The CEO proposes the total risk limit as well as specific risk limits for each business unit for approval by the BOD.  
 
4. Risk monitoring
 
Risk monitoring activities are carried out on a daily basis, mainly through risk indicators and limits of the indicators. A number of risk parameters are set and limited automatically on the system, and others based on daily risk management reports in accordance with predetermined forms, or both. 
 
Risk monitoring activities are carried out firstly by the business departments where the risk incurring transactions take place, followed by supervision of independent departments including Risk Management, Internal Control and ultimately Internal Audit.
 
When risk positions approaching warning levels, the Risk Management will issue a warning and request specific measures from the risk-generating business departments, and at the same time, coordinate with them to develop action plan to bring the risk positions back to safety threshold.
 
5. Risk handling 
 
Risk handling activities are based upon review and assessment of factors such as the severity of the risk to be handled, the frequency of risk occurrences, costs of risk mitigation, risk characteristics, etc.

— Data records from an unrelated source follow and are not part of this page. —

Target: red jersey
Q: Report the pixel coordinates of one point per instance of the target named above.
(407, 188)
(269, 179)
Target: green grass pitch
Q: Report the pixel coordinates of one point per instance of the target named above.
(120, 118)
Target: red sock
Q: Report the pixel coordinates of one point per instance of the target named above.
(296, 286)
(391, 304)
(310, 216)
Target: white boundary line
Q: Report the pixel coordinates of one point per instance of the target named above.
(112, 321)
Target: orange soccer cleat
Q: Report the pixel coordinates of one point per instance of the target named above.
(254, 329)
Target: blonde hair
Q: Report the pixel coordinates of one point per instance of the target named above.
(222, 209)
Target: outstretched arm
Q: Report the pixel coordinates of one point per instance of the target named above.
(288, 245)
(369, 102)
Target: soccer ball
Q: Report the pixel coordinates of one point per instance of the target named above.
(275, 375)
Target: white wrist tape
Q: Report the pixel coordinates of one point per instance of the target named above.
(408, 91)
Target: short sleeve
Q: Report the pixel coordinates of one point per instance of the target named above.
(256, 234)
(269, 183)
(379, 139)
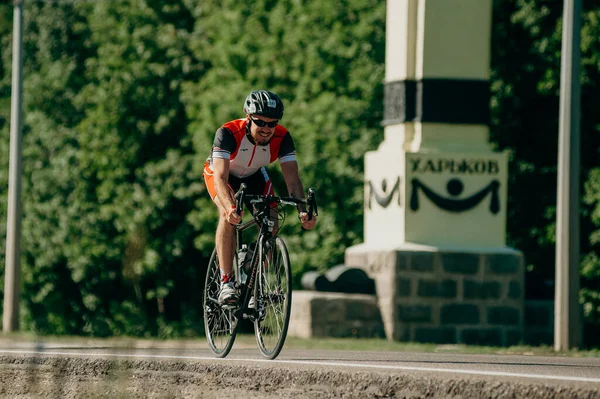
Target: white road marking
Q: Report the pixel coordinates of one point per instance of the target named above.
(308, 362)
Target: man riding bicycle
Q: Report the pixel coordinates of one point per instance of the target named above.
(241, 150)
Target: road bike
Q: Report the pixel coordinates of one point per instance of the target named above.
(263, 278)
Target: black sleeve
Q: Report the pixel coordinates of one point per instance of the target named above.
(224, 140)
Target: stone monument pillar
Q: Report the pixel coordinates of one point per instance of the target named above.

The company implements a number of measures of basic risk handling as follows: 
 
 Risk tolerance: When the cost of risk handling is a significantly higher than that of the losses incurred due to risk exposure, no handling measure is necessary;
 
 Risk avoidance: Any activity that could lead to the risk exposure that the BOD has a zero or very low risk tolerance, or that exerts potentially serious impact on the image and activities of the Company shall not be carried out;
 
 Risk mitigation: Applying measures to mitigate potential impact on the Company or to minimize the probability of risk occurrences, or both;
 
 Risk sharing: Transferring all or part of the identified risks to another party, such as purchasing insurance (if comparable services are applicable) for operating activities;
 
 Developing a monitoring and risk warning system for timely detection of potential risks and marginal risks for prompt risk handling. 
 
General risk handling process: 
 
 Identifying causes of increased risk positions, and causes of risk generating events;
 
 Selecting and developing handling plan, including specifications of responsible units for implementation, implementation schedule, expected results, resource assessment and planning, and required procedures;
 
Performing risk handling in accordance with selected plan;
 
Reviewing and updating relevant policies and procedures to avoid similar incidents;
 
Adjusting relevant limits if necessary to align with reality.